Face à la baie de Sainte-Anne, la rangée de façades du Handelskade est probablement l'image la plus photographiée des Caraïbes néerlandaises. Mais Willemstad ne s'est pas toujours affichée en technicolor.
La légende du gouverneur migraineux
Au début du XIXe siècle, les maisons de la ville étaient blanchies à la chaux, comme dans bien des colonies. C'est alors que le gouverneur général Albert Kikkert aurait interdit les façades blanches : la réverbération du soleil sur le blanc lui donnait, disait-il, des migraines. La petite histoire ajoute, c'est la partie la plus savoureuse de la légende, que l'intéressé aurait eu des parts dans un commerce de peinture. Vraie ou embellie, l'anecdote est devenue l'explication officielle des couleurs de la ville, et personne à Curaçao ne songerait à la démentir.
Un patrimoine classé
Ce qui est certain : le centre historique de Willemstad, avec son port intérieur, est inscrit au patrimoine mondial de l'UNESCO depuis 1997. L'architecture y mélange les codes hollandais, pignons à redents, proportions de canal houses, avec les adaptations tropicales : galeries ombragées, teintes vives, toits pensés pour la chaleur.

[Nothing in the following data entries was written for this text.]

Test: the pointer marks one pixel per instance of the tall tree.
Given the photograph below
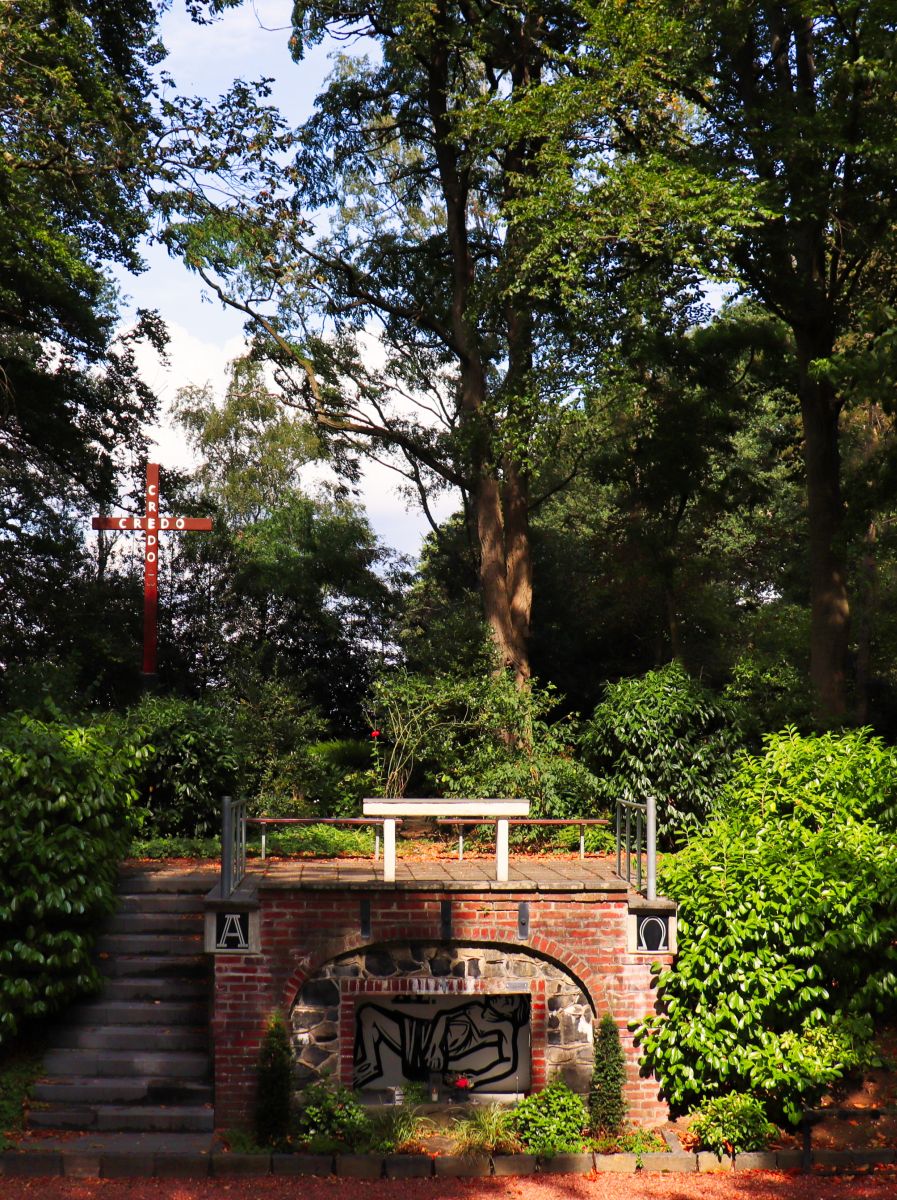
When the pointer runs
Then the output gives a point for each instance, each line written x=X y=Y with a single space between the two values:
x=419 y=328
x=798 y=103
x=76 y=124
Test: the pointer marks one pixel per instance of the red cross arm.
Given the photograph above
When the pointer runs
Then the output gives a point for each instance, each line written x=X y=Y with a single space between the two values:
x=167 y=525
x=116 y=523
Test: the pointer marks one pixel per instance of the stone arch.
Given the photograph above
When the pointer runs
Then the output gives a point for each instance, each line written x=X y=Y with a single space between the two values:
x=321 y=999
x=547 y=949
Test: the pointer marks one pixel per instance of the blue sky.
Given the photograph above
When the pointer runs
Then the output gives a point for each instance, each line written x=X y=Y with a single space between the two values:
x=247 y=42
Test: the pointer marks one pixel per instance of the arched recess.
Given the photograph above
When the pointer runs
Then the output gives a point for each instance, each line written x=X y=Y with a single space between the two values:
x=383 y=1012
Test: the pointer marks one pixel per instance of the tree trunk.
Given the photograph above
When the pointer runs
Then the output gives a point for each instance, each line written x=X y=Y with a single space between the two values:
x=868 y=586
x=830 y=611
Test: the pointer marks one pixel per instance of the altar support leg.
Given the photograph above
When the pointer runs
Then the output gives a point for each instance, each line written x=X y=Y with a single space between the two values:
x=501 y=853
x=389 y=850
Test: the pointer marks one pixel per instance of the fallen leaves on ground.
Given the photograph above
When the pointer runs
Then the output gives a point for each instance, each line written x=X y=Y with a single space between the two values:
x=747 y=1186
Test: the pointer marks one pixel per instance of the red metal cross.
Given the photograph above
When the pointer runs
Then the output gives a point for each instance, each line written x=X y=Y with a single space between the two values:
x=152 y=525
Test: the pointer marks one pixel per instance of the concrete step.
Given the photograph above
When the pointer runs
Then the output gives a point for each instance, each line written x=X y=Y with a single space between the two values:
x=72 y=1091
x=102 y=1063
x=187 y=965
x=132 y=1037
x=139 y=1117
x=150 y=943
x=190 y=923
x=138 y=1012
x=155 y=988
x=162 y=901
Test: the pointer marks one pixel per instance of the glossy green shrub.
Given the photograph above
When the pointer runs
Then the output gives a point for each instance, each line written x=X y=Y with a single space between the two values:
x=787 y=929
x=607 y=1105
x=66 y=811
x=552 y=1121
x=194 y=761
x=666 y=736
x=274 y=1099
x=733 y=1125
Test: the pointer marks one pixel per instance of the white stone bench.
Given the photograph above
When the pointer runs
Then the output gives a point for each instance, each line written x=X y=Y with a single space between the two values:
x=498 y=810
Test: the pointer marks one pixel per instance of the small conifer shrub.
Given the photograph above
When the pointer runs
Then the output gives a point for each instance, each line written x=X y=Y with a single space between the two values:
x=607 y=1107
x=274 y=1102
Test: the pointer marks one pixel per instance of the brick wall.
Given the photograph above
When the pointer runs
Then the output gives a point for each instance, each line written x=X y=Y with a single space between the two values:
x=583 y=934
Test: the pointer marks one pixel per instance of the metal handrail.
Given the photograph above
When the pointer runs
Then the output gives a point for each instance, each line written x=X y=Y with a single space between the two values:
x=233 y=845
x=264 y=822
x=643 y=847
x=582 y=822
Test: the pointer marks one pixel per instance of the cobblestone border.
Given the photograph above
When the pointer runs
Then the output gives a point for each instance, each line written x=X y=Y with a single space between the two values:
x=35 y=1163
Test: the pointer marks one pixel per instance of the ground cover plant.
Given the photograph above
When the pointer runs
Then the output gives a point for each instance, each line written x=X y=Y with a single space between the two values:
x=732 y=1125
x=788 y=928
x=487 y=1129
x=552 y=1121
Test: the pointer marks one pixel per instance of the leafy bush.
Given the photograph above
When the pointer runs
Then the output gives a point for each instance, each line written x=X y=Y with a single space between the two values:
x=449 y=736
x=552 y=1121
x=607 y=1107
x=194 y=762
x=398 y=1129
x=733 y=1125
x=663 y=736
x=487 y=1129
x=274 y=1101
x=787 y=928
x=330 y=1117
x=66 y=810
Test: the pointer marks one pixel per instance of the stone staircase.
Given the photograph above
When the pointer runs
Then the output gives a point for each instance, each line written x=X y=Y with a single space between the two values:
x=137 y=1056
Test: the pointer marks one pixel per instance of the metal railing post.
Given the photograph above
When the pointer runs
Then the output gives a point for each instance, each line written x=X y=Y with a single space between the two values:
x=651 y=839
x=227 y=847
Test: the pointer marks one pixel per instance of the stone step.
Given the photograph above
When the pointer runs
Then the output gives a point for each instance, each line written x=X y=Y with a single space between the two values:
x=190 y=923
x=188 y=965
x=76 y=1090
x=150 y=943
x=102 y=1063
x=138 y=1117
x=138 y=1012
x=155 y=988
x=132 y=1037
x=162 y=901
x=185 y=882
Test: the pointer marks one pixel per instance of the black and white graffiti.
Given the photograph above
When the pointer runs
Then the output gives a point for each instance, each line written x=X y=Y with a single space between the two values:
x=481 y=1038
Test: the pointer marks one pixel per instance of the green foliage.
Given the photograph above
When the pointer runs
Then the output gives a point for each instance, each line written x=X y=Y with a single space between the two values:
x=634 y=1140
x=768 y=694
x=479 y=737
x=552 y=1121
x=194 y=762
x=19 y=1067
x=274 y=1099
x=66 y=810
x=174 y=847
x=486 y=1129
x=662 y=735
x=787 y=928
x=398 y=1128
x=330 y=1117
x=733 y=1125
x=607 y=1105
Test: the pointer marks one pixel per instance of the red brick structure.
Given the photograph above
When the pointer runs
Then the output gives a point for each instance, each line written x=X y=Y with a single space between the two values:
x=573 y=940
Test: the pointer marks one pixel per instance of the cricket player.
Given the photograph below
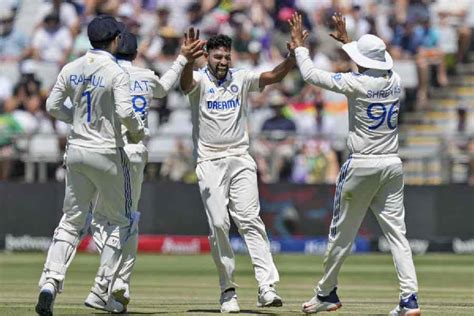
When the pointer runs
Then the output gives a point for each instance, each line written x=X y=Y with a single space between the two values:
x=96 y=162
x=227 y=174
x=144 y=87
x=372 y=177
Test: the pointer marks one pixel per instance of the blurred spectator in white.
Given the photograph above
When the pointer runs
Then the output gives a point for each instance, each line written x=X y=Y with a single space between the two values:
x=179 y=166
x=9 y=129
x=66 y=11
x=52 y=42
x=129 y=15
x=356 y=24
x=316 y=162
x=163 y=43
x=28 y=104
x=274 y=149
x=459 y=15
x=429 y=53
x=6 y=89
x=449 y=41
x=470 y=152
x=13 y=43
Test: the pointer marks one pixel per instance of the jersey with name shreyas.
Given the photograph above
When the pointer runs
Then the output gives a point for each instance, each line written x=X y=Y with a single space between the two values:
x=374 y=104
x=99 y=90
x=219 y=113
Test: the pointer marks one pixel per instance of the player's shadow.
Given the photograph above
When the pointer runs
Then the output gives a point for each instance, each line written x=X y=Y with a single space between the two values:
x=242 y=311
x=133 y=313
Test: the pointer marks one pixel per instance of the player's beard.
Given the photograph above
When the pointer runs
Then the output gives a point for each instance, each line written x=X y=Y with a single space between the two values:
x=220 y=72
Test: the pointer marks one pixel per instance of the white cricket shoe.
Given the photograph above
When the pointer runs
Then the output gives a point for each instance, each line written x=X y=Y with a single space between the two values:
x=229 y=302
x=319 y=303
x=407 y=307
x=45 y=304
x=97 y=301
x=121 y=292
x=267 y=297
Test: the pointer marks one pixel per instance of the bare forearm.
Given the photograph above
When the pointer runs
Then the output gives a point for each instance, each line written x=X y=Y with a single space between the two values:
x=278 y=73
x=186 y=81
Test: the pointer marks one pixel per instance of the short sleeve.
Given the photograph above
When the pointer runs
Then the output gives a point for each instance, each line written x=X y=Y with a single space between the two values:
x=252 y=81
x=197 y=76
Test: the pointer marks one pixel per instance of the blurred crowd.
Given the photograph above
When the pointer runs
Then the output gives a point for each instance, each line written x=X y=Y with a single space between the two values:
x=298 y=131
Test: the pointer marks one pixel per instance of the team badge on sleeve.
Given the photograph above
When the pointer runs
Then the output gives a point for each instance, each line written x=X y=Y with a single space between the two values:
x=234 y=88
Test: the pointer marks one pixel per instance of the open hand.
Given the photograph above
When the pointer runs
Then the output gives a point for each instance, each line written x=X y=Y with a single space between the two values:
x=291 y=46
x=340 y=34
x=296 y=30
x=192 y=47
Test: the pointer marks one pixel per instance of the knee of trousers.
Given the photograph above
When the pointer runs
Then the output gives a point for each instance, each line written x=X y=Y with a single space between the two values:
x=219 y=226
x=71 y=240
x=254 y=223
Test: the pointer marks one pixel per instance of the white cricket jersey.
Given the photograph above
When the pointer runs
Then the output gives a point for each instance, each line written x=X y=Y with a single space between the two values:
x=373 y=104
x=219 y=113
x=99 y=90
x=146 y=86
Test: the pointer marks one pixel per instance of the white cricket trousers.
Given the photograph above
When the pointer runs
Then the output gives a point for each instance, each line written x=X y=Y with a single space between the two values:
x=375 y=183
x=89 y=172
x=229 y=185
x=137 y=155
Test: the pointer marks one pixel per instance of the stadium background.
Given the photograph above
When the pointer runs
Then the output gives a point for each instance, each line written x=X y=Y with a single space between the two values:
x=298 y=140
x=298 y=131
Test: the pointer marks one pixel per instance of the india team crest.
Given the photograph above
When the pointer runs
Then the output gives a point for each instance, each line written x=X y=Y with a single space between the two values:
x=234 y=88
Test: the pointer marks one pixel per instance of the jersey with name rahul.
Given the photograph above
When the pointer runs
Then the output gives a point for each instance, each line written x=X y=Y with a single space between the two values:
x=374 y=104
x=99 y=90
x=219 y=113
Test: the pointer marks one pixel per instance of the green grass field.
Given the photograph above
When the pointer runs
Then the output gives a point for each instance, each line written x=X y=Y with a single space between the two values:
x=188 y=285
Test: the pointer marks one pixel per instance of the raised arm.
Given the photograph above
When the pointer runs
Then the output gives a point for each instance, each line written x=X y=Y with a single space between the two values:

Quatre quartiers, quatre ambiances
Punda, le noyau d'origine fondé au XVIIe siècle, concentre les façades célèbres du Handelskade et les rues commerçantes. En face, de l'autre côté du pont flottant Reine Emma, Otrobanda cultive un esprit plus populaire et créatif, entre ruelles, street art et escaliers colorés. Pietermaai, longtemps délaissé, est devenu le quartier des façades pastel restaurées, des cafés et des hôtels de charme. Scharloo, enfin, aligne les anciennes demeures de marchands et une belle collection de fresques murales.
Le meilleur moment pour en profiter ? La fin d'après-midi, quand le soleil rasant intensifie les couleurs du Handelskade, ou le jeudi soir, quand Punda Vibes met le quartier en musique.